重庆的夏天格外漫长,石板街的褶皱里还睡着昨夜的雨。两江交汇处浮起纱质的晨光,缆车钢索在雾中摇晃,把山城切割成半透明的立方体。
老茶馆的铜壶吐出白烟,与对岸工厂的烟囱在十八梯上空缠绵。红漆斑驳的站牌下,5路电车拖着一串叮当驶过,车顶辫子擦出的蓝火花惊醒了趴在砖墙上的爬山虎。
刘耀文百无聊赖的坐在院子里的躺椅上,合计着存了一个星期的9块3毛6该怎么花。
“老汉儿,学校啥子时候开学哦!”
“才得三天,你慌个锤子,读书的时候不见你嘞个积极安。”
刘耀文的爸妈是一片居民楼中的一栋楼主。日常营生就是出租那一栋小楼的房屋和运营南明路的一家五金店。生活算不上大富大贵但也清闲自在。所以刘耀文勉强可以称得上是一个小地主,可惜常言道“穷养儿,富养女。”可怜的耀文只能守着每个星期那少得塞牙缝的零花钱勒紧裤腰带过日子。十来岁的年纪算账那算的可谓是头头是道。少年老成大概就是这个意思吧。
南岸区的这片居民楼错落有致,小巷不计其数。各家各户煮红油抄手的味道千里飘香。楼上年轻小姑娘五颜六色的短袖年轻小伙子各种大小的内裤同领居的床单被套大大咧咧的晾晒在过道上空的钢绳上,穿堂风一吹整片居民楼就像挂了帆的船整装待发,淹没在火红的云海中。
刘耀文今年12岁,日子本该像过往十多年一样平淡如水却又充满重庆特有的烟火气。至于十多年后的今天当他想起这些被尘封在上世纪的往事时有何感想?那大概是做梦一般的恍惚。像隐秘在雾都的薄雾中,让人捉摸不透却又模糊的让人难以抗拒,引诱着误闯者想要一点点剥开这层欲盖弥彰的遮挡探寻背后的风景。
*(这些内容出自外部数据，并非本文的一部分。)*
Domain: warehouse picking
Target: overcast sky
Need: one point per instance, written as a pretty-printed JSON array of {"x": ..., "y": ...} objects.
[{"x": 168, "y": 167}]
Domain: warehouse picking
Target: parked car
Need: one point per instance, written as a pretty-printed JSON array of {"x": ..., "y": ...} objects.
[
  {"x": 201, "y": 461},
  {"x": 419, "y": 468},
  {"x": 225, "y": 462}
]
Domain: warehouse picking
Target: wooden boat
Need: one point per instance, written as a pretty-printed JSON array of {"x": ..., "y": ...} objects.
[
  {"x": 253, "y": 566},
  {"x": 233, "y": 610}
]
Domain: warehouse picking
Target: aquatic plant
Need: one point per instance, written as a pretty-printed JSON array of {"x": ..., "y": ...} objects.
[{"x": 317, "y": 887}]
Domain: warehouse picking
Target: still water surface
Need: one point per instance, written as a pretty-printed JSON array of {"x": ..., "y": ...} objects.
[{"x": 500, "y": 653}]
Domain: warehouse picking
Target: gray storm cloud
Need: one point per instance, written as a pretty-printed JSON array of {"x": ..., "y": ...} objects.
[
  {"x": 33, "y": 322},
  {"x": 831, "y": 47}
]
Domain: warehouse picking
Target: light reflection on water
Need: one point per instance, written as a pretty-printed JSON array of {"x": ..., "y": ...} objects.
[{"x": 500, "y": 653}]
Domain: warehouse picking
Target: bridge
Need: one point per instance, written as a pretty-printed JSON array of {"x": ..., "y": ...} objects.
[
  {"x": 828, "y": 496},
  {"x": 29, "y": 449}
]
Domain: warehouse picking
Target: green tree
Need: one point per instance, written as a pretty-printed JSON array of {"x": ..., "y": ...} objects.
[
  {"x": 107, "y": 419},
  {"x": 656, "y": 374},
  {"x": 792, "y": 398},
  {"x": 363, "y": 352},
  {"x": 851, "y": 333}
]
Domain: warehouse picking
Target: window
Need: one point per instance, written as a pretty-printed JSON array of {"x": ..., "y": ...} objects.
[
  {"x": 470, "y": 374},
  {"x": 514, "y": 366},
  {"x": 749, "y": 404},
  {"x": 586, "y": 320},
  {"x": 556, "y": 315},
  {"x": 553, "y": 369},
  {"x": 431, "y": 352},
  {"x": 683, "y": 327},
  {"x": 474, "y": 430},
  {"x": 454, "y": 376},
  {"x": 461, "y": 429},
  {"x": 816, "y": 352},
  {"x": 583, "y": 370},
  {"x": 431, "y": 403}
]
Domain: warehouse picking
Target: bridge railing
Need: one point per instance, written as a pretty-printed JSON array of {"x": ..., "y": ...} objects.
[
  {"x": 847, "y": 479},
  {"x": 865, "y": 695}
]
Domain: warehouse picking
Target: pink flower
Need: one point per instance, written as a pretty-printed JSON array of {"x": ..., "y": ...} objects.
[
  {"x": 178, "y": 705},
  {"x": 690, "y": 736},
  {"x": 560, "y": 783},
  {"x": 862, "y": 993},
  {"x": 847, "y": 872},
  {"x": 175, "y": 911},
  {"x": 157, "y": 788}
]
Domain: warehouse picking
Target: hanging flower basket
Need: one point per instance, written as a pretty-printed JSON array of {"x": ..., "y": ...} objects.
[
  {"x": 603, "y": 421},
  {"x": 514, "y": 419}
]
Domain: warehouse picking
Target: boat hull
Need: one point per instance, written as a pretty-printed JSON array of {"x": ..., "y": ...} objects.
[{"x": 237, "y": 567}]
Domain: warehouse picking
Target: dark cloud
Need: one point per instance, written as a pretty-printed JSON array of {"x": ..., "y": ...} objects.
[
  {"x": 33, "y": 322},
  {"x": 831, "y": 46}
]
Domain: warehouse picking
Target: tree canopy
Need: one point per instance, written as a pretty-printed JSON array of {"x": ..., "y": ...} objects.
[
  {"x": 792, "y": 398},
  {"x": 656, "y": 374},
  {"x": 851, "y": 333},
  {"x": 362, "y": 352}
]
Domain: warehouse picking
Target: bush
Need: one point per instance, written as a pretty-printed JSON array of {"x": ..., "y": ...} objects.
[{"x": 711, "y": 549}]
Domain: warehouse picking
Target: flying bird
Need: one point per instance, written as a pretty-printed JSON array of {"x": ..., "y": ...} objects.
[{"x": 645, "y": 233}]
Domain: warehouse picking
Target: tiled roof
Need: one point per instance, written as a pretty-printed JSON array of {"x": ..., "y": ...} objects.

一切的一切,要从一列从广东开向重庆的绿皮火车说起……
————————分割线—————————
“女士们先生们,重庆南站到了,请拿好随身行李从后门下车……”
随着人群的拥挤,宋亚轩是被推下车的,好在紧紧拉着妈妈的手,要不然非摔跤不可。刚下车就感觉到一股难以忍受的热浪朝着自己扑面而来掀翻了额前被汗浸湿的几缕刘海。宋亚轩和妈妈摸索着正确的方向缓缓蠕动。车站熙熙攘攘,鞋底与水泥地摩擦出胶皮烧焦的气味儿,月台积水里飘着被踩碎的站台票,西瓜裂开的脆响从某个旧竹筐里炸出来,红瓤淌成一道甜腻的裂缝,分割开裹着盐渍的蓝布衫和时髦的碎花连衣裙。婴孩的啼哭声粘在生锈的排风扇叶片上,与冰棍木箱的干草味搅成道漩涡。一路上的舟车劳顿此刻让小小的宋亚轩倍感烦躁,同时又对周围的事物充满好奇。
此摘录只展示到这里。